For categorical features (like “country”), the algorithm tests all possible subsets of categories to find the split that best separates outcomes — though this can grow exponentially with more categories.

🧩 From Simple Trees to Powerful Ensembles

While a single Decision Tree is easy to interpret, it can also overfit — meaning it learns the training data too well but struggles on new data.

To fix this, we use ensemble methods — combinations of many trees — that dramatically improve performance.

🔁 Boosting

Boosting builds trees sequentially, where each new tree focuses on correcting the errors of the previous one. This process continues until the errors stop improving. However, boosted trees can overfit quickly, so we control their depth and use cross-validation to tune the number of trees.

Famous libraries like XGBoost, LightGBM, and CatBoost are all based on boosting techniques.

🎲 Bagging (Bootstrap Aggregation)

Bagging builds many trees in parallel, each trained on a random subset of the data and features. The predictions are then averaged — reducing variance and improving stability.

This method forms the foundation of the popular Random Forest algorithm.

Random Forests use both Bagging and feature sampling, making them one of the most practical, high-performing ensemble models in existence.

🧠 Beyond CART: C4.5 and Friends

You might also come across C4.5, another tree algorithm that uses information gain (entropy) instead of Gini impurity and supports multi-way splits. It’s primarily used for classification problems and was one of the earliest tree-learning algorithms in machine learning history.

🚀 Wrapping Up

Decision Trees are the building blocks of many modern ML algorithms. They’re powerful, interpretable, and capable of handling different types of data — from numbers to categories to missing values.

But their real magic comes when they’re combined — through boosting, bagging, or random forests — creating models that are both strong and flexible.

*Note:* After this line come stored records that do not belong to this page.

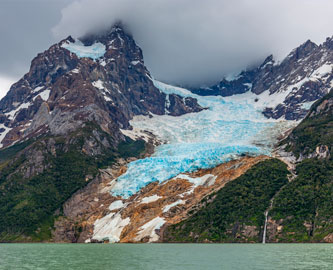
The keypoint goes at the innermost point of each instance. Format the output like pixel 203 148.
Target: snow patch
pixel 169 206
pixel 95 51
pixel 44 95
pixel 98 84
pixel 116 205
pixel 149 229
pixel 135 62
pixel 37 89
pixel 12 114
pixel 75 70
pixel 4 133
pixel 110 227
pixel 150 199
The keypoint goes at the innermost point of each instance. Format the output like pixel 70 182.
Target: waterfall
pixel 265 228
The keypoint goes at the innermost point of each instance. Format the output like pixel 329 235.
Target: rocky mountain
pixel 288 88
pixel 93 149
pixel 101 79
pixel 66 118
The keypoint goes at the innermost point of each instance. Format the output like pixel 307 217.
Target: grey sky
pixel 184 41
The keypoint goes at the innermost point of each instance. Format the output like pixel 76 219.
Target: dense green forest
pixel 240 204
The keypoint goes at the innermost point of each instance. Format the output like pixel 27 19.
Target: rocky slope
pixel 103 79
pixel 290 87
pixel 65 119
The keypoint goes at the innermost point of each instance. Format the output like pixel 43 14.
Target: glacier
pixel 228 128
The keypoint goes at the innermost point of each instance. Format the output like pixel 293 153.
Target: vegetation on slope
pixel 237 212
pixel 314 130
pixel 305 206
pixel 28 206
pixel 302 209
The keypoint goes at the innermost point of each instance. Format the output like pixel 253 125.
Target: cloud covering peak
pixel 193 41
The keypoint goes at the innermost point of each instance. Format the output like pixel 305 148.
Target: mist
pixel 192 42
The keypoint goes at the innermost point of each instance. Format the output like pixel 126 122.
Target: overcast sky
pixel 186 42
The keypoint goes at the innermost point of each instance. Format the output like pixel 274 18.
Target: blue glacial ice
pixel 95 51
pixel 228 128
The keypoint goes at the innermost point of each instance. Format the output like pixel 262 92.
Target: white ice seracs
pixel 228 128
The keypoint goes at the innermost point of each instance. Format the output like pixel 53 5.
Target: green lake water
pixel 166 256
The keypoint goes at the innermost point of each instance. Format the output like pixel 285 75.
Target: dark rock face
pixel 305 75
pixel 63 91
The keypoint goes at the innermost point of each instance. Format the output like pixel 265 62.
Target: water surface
pixel 166 256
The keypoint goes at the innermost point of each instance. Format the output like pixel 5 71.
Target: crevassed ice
pixel 95 51
pixel 228 128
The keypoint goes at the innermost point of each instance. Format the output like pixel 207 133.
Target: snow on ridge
pixel 12 114
pixel 94 51
pixel 44 95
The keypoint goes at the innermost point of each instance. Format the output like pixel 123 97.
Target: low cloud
pixel 194 42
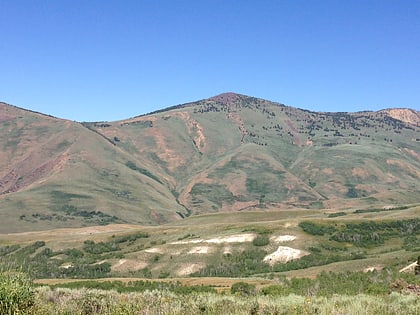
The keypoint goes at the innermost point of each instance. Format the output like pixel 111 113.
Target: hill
pixel 227 153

In our next session, we’ll continue exploring how these ensemble methods transform simple models into state-of-the-art predictors.

📚 Key Takeaways

Decision Trees split data by asking feature-based questions.
CART uses Gini Impurity (for classification) or MSE (for regression).
Trees can handle missing and categorical data.
Boosting, Bagging, and Random Forests improve performance by combining many trees.
Real-world use: predicting oil drilling success, customer churn, disease diagnosis, and much more.